She started to her feet. "I knew you would come—I knew you would!" she said.
"You have been waiting here for me?" he asked breathless, taking her hand.
"I felt you would come. I made you," she added smiling, and, eagerly answering the look in his eyes, threw her arms round his neck. In that moment's joy a fresh realisation of their fate came upon him with dire force, and a bitter protest went up from his heart, that he and she should be sacrificed.
Yet the impasse was there, and what could remove it—what clear the way?
He looked down at the girl whose head was buried in happy peace on his shoulder.

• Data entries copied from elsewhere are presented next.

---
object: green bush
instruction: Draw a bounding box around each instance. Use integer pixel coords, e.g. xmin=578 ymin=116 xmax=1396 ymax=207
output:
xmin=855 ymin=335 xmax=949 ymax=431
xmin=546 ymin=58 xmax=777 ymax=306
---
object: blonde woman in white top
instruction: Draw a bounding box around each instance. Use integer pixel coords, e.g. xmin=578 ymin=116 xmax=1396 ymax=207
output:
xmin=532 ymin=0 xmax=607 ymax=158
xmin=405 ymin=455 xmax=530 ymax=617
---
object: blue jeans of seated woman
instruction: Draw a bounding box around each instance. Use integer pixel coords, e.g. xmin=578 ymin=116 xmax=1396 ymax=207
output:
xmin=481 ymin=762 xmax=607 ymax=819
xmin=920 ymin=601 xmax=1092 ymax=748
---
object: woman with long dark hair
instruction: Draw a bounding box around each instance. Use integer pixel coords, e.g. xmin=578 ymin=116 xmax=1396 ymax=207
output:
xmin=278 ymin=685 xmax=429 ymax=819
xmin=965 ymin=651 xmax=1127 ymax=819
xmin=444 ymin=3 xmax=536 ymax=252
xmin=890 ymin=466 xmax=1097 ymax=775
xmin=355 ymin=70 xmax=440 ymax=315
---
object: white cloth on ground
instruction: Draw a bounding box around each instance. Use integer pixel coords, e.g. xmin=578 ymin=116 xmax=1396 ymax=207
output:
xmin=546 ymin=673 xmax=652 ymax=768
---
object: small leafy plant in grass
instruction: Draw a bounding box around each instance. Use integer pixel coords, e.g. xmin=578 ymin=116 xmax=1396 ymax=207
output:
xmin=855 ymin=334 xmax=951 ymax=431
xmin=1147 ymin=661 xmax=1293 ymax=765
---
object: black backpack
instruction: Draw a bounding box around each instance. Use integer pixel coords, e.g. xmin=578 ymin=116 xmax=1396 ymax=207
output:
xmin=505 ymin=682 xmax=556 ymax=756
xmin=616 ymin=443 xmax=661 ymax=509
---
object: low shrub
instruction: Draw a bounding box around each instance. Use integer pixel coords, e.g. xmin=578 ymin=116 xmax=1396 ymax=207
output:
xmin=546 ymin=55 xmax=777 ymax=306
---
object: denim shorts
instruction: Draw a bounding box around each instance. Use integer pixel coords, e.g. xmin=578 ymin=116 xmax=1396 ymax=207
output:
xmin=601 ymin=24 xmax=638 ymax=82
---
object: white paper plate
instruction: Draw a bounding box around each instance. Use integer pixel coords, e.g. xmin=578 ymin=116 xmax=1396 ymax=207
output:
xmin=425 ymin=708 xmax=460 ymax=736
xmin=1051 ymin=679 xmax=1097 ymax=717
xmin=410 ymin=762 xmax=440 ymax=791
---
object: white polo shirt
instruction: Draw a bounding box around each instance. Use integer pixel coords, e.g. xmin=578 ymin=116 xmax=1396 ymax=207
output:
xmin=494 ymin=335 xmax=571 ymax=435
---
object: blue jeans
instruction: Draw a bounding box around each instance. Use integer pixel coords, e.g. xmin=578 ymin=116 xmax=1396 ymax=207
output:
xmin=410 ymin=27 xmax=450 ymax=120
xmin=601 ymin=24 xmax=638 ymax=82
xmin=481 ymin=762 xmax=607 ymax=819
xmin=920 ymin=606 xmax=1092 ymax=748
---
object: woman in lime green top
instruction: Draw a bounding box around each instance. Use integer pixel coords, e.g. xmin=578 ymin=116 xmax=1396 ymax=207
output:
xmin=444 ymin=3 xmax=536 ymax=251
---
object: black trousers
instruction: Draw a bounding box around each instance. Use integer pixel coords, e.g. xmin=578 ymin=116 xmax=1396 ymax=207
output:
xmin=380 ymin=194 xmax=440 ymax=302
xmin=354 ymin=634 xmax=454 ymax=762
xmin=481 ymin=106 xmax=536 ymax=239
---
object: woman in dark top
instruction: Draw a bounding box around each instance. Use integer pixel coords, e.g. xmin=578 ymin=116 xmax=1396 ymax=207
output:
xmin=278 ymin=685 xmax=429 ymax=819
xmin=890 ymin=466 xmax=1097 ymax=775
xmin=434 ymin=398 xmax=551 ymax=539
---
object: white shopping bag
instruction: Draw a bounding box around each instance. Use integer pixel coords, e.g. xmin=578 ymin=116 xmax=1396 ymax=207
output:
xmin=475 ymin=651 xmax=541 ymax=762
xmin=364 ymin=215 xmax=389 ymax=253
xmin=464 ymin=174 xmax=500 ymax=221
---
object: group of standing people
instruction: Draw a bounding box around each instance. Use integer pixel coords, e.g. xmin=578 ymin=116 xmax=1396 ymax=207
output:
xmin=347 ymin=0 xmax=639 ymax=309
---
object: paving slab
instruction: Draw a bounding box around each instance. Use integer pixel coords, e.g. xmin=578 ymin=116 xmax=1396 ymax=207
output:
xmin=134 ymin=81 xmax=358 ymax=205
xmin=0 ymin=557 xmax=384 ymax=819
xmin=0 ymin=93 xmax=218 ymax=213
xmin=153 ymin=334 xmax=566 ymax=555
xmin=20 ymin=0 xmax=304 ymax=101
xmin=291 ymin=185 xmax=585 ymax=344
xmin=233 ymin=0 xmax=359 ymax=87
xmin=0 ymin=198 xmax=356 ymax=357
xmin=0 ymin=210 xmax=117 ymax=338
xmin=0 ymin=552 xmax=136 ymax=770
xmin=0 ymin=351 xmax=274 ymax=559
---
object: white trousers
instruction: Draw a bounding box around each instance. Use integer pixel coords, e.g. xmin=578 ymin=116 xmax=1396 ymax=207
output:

She clung to him, as though in him was everlasting protection from the sprite that kept whispering: "You dare not go to confession— your dreams are done—you can only love." But she had no fear now.

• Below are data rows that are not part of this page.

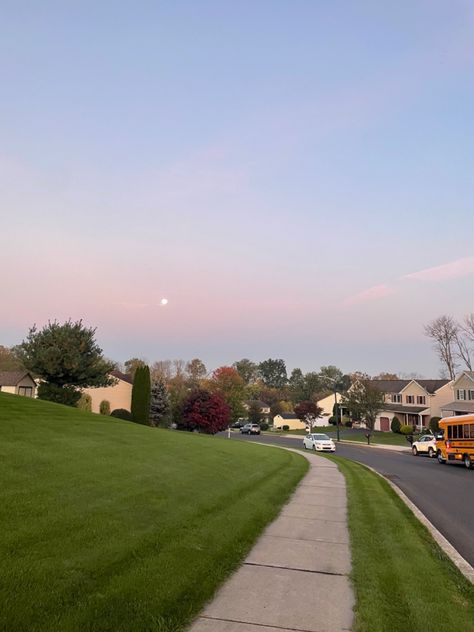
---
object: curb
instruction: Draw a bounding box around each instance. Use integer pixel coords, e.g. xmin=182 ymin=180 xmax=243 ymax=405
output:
xmin=356 ymin=461 xmax=474 ymax=584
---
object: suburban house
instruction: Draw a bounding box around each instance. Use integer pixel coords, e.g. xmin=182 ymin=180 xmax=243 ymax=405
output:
xmin=273 ymin=413 xmax=306 ymax=430
xmin=82 ymin=371 xmax=133 ymax=413
xmin=371 ymin=379 xmax=452 ymax=432
xmin=244 ymin=399 xmax=270 ymax=420
xmin=441 ymin=371 xmax=474 ymax=417
xmin=0 ymin=371 xmax=36 ymax=397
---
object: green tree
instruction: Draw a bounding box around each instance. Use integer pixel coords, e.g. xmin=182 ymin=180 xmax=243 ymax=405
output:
xmin=150 ymin=380 xmax=170 ymax=426
xmin=0 ymin=345 xmax=25 ymax=371
xmin=232 ymin=358 xmax=258 ymax=385
xmin=131 ymin=364 xmax=151 ymax=424
xmin=258 ymin=358 xmax=288 ymax=389
xmin=16 ymin=320 xmax=114 ymax=406
xmin=341 ymin=380 xmax=385 ymax=431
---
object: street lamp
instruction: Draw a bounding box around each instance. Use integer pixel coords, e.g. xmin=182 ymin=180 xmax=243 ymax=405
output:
xmin=324 ymin=376 xmax=341 ymax=441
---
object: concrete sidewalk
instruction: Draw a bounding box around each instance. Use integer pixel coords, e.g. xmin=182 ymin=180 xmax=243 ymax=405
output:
xmin=189 ymin=455 xmax=354 ymax=632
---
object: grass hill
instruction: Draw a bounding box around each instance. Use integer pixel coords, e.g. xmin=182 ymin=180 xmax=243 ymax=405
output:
xmin=0 ymin=393 xmax=307 ymax=632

As he looked down at her a swift change passed over him, and, almost for the first time since he was a little child, his eyes filled with tears. He hastily brushed them away, and drew her down on the seat beside him. He was wondering how he should tell her that they must not meet like this, that they must be apart. No matter what had happened, no matter what love there was, it was better that they should die—that he should die—than that they should meet like this. There was only one end to secret meetings, and discovery was inevitable. Then, with discovery, shame to her. For he must either marry her—how could he marry her? —or die. For him to die would but increase her misery.
The time had passed when it could be of any use. It passed that day in the hut on Vadrome Mountain when she said that if he died, she would die with him—"Where you are going you will be alone. There will be no one to care for you, no one but me." Last night it passed for ever. She had put her life into his hands; henceforth, there could never be a question of giving or taking, of withdrawing or advancing, for all was irrevocable, sealed with the great seal. Yet she must be saved. But how?
She suddenly looked up at him. "I can ask you anything I want now, can't
I?" she said.
"Anything, Rosalie."
"You know that when I ask, it is because I want to know what you know, so that I may feel as you feel. You know that, don't you?